O movimento sugere que o hardware para óculos inteligentes está atingindo um platô de maturidade, onde os componentes essenciais — câmera, microfones, bateria de longa duração e um estojo de recarga — se tornam padrão. A verdadeira inovação, portanto, desloca-se para a experiência do software. A Samsung aposta que a capacidade do Gemini de resumir mensagens, traduzir conversas em tempo real e interpretar o que o usuário vê através da câmera será o diferencial decisivo.

A aliança com o Google se aprofunda

A integração do Gemini nos óculos da Samsung é mais um capítulo da simbiose estratégica entre as duas gigantes. O que começou nos smartphones com o Android e se estendeu aos relógios com o Wear OS, agora chega aos wearables de rosto. Para a Samsung, é uma forma de acelerar o desenvolvimento de software de IA sem precisar construir um modelo de linguagem do zero. Para o Google, é uma oportunidade de colocar seu principal produto de IA em milhões de novos dispositivos, expandindo seu alcance para além das telas de celulares e computadores.

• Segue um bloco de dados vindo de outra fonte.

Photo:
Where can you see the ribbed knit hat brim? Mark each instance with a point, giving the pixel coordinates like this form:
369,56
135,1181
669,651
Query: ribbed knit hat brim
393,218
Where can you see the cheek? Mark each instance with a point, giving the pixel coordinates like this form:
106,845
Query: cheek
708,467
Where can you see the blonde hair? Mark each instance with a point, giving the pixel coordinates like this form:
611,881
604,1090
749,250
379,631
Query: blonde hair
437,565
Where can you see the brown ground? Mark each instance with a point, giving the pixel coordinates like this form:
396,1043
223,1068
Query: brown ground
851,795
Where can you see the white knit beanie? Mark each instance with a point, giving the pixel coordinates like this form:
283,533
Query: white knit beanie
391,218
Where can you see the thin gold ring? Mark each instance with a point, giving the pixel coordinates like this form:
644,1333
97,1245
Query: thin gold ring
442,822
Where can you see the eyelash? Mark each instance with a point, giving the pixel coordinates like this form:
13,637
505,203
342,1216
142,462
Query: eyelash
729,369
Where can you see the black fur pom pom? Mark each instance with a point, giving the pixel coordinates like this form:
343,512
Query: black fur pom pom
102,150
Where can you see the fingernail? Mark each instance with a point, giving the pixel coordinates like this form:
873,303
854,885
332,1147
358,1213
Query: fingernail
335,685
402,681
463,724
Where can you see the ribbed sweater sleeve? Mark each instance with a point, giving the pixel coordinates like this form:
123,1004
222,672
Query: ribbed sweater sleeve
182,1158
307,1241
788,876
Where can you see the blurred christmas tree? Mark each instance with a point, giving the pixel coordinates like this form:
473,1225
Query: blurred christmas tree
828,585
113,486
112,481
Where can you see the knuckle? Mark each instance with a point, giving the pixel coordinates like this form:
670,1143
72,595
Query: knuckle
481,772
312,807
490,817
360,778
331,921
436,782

Ainda assim, a categoria como um todo enfrenta um desafio de propósito. As funcionalidades demonstradas são impressionantes, mas ainda não respondem à pergunta fundamental para o consumidor médio: por que eu preciso disso em vez de simplesmente usar meu smartphone? A Samsung, assim como a Meta, aposta que a conveniência de uma interface de voz sempre ativa e contextual superará a barreira social e o custo do dispositivo — que, sintomaticamente, ainda não foi revelado.

O lançamento da Samsung é um voto de confiança importante para a categoria de óculos inteligentes. Contudo, sem preço ou data de lançamento definidos, o movimento parece mais um posicionamento estratégico do que um ataque comercial iminente. O sucesso dependerá menos das especificações técnicas e mais da capacidade da Samsung e do Google de provar que ter uma IA no rosto resolve um problema real do dia a dia.